Just how addicted are we?
Prescriptions for benzodiazepines have risen 17 percent since 2006 to nearly 94 million a year; generic Xanax, called alprazolam, has increased 23 percent over the same period, making it the most prescribed psycho-pharmaceutical drug and the eleventh- most prescribed overall, with 46 million prescriptions written in 2010. In their generic forms, Xanax is prescribed more than the sleeping pill Ambien, more than the antidepressant Zoloft. Only drugs for chronic conditions like high blood pressure and high cholesterol do better. … Do modern realities merit an increased dependence on Xanax?

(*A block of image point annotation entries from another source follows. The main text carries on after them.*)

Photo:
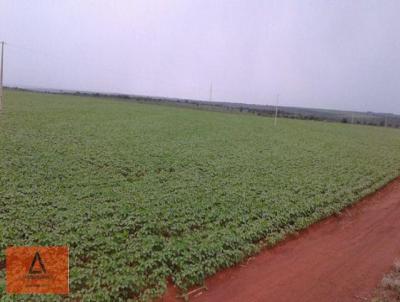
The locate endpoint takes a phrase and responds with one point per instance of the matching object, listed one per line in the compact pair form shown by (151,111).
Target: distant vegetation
(354,117)
(144,193)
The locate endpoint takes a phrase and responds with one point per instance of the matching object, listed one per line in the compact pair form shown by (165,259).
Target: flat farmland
(143,194)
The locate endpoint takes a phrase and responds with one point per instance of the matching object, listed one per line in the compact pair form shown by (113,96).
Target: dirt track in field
(341,258)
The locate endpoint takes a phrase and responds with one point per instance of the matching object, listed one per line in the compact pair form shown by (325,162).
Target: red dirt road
(338,259)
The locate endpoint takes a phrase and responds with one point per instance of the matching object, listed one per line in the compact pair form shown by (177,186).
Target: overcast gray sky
(327,54)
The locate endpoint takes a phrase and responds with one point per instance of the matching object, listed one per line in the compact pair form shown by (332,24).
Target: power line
(1,76)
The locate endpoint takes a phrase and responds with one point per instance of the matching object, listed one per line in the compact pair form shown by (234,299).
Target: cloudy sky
(326,54)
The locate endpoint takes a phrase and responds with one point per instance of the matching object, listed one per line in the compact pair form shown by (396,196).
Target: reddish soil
(342,258)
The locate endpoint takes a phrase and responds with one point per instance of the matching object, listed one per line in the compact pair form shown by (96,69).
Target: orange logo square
(37,270)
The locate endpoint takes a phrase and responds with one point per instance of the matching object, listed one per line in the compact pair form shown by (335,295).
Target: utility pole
(276,109)
(1,76)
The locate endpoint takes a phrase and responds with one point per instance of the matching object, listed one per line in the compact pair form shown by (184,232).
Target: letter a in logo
(37,266)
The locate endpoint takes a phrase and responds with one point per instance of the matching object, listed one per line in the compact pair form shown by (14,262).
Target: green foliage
(141,193)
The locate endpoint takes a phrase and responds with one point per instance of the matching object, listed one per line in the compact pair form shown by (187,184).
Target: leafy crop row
(144,193)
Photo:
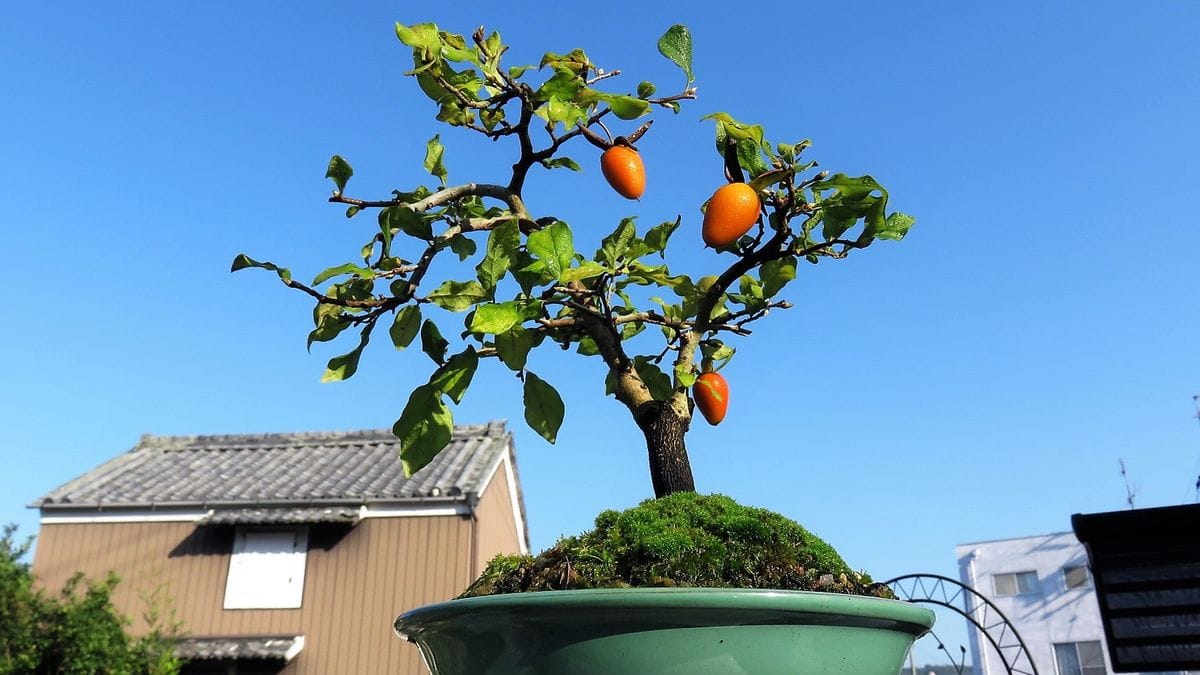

Steven Hayes, a clinical psychologist at the University of Nevada, believes that benzos stop a gap that evolution has yet to fill. As humans try to control an exponentially growing number of inputs with which they are confronted, “our attention becomes less flexible, our minds become more chattering, and the next thing we know, we’re frantic.” Humans are ill-equipped to process or accommodate all these new signals. “Our task now is to create modern minds for the modern world, and that modern mind has to be psychologically flexible.” In the absence of that flexibility, Hayes says, people need a bridge—a pill—between what life doles out and what people can realistically handle.
I’ll tell you this: after a night of live-blogging, no Xanax, no sleep. I don’t leave home without it.